Nigeria’s currency, which has been less volatile in recent months, is expected to appreciate against the dollar by the end of the year, according to analysts at Lagos-based Financial Derivatives Company, headed by economist Bismarck Rewane.

After appreciating in the second quarter to N1,525/$, the naira has traded within a tight range of N1,500/$ to N1,615/$ over the past two months, indicating its relative stability in the forex market, they said.

“This reduced volatility is due to several factors, including the reintroduction of the retail Dutch auction system in which $876mn was sold, higher interest rates, tight liquidity, and challenges in selling cumulative inventory,” they said.

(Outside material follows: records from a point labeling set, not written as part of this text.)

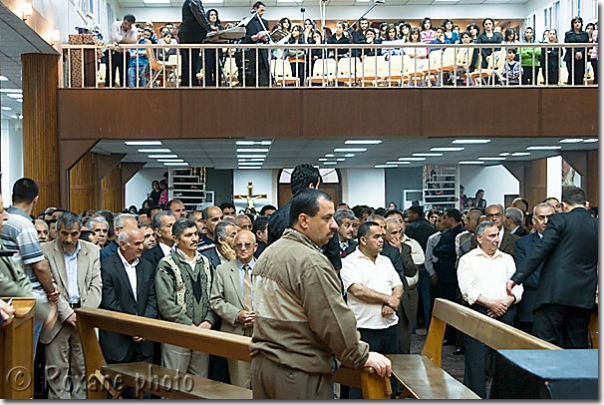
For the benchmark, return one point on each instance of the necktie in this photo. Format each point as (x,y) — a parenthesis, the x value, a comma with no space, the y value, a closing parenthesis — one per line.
(247,288)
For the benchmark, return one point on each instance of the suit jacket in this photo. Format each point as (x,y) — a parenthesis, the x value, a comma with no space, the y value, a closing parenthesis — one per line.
(89,281)
(522,247)
(569,253)
(118,296)
(226,297)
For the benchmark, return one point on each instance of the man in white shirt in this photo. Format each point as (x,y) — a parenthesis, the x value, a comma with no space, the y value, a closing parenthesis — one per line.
(374,292)
(482,275)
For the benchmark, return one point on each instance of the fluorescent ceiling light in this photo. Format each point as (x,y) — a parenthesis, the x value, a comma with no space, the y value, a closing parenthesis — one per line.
(470,141)
(544,147)
(143,143)
(412,159)
(428,154)
(162,156)
(154,150)
(446,149)
(362,141)
(349,150)
(248,150)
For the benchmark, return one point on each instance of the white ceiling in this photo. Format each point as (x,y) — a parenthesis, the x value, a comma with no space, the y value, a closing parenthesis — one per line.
(221,153)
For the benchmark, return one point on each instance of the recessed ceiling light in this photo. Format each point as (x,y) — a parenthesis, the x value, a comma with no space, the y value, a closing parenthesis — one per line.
(349,150)
(154,150)
(143,143)
(471,141)
(250,150)
(446,149)
(428,154)
(162,156)
(416,159)
(363,142)
(544,147)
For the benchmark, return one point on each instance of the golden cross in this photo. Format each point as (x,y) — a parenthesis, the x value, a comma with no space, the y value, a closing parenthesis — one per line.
(250,197)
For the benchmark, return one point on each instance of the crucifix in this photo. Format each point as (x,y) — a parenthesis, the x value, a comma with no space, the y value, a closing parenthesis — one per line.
(250,197)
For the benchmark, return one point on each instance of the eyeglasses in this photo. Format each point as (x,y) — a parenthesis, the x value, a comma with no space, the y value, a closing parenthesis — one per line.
(241,245)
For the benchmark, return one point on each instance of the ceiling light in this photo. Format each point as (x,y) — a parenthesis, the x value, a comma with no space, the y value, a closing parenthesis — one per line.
(248,150)
(544,147)
(143,143)
(428,154)
(446,149)
(162,156)
(470,141)
(412,159)
(363,142)
(154,150)
(349,150)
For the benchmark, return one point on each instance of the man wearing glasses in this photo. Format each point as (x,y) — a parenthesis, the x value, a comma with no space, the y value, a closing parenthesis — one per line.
(231,299)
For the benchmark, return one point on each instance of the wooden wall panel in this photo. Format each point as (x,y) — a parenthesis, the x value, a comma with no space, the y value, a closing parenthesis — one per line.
(83,184)
(40,131)
(112,190)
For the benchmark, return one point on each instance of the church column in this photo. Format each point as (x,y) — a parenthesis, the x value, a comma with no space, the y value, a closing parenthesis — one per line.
(40,74)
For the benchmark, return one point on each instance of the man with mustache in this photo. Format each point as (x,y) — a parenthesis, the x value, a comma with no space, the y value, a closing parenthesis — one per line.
(76,269)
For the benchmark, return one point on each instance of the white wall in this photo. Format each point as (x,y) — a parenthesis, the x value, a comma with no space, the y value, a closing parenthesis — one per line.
(262,182)
(11,165)
(496,181)
(366,186)
(139,187)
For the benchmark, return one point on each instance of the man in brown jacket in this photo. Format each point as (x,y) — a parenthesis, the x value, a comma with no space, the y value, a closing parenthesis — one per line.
(302,322)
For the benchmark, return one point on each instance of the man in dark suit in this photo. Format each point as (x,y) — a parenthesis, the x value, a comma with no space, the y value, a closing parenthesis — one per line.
(522,247)
(567,285)
(128,287)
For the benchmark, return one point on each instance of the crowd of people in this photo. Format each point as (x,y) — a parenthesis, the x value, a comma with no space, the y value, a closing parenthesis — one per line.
(377,272)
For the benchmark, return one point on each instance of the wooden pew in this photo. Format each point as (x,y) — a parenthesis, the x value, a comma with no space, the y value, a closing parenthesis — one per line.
(17,346)
(168,383)
(422,376)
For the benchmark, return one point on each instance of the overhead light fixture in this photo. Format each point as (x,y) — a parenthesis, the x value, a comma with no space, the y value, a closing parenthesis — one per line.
(143,143)
(349,150)
(470,141)
(544,147)
(254,150)
(446,149)
(428,154)
(363,142)
(154,150)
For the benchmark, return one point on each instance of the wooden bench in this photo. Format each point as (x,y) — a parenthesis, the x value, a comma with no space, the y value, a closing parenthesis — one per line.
(17,351)
(422,376)
(103,379)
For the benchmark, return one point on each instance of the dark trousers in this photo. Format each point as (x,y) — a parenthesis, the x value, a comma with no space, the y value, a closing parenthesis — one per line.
(477,354)
(576,71)
(383,341)
(116,60)
(562,325)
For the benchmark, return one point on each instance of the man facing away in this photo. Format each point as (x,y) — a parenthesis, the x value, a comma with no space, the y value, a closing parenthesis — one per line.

The analysts pointed out that many oil marketers who typically book forward contracts of up to 90 to 120 days have started going short due to concerns that products from the Dangote refinery would soon enter and saturate the market.

These combined factors have led to buyer tentativeness and reduced demand for forex, according to FDC.

“Looking ahead, if the money markets remain tight, interest rates stay high and the seasonal effect of the import duty waiver diminishes, we expect the naira to appreciate to N1,450/$ and N1,893/£ at Christmas. This appreciation could also be supported by the main crop cocoa harvest and inflows by returning friends and family in December,” the analysts added.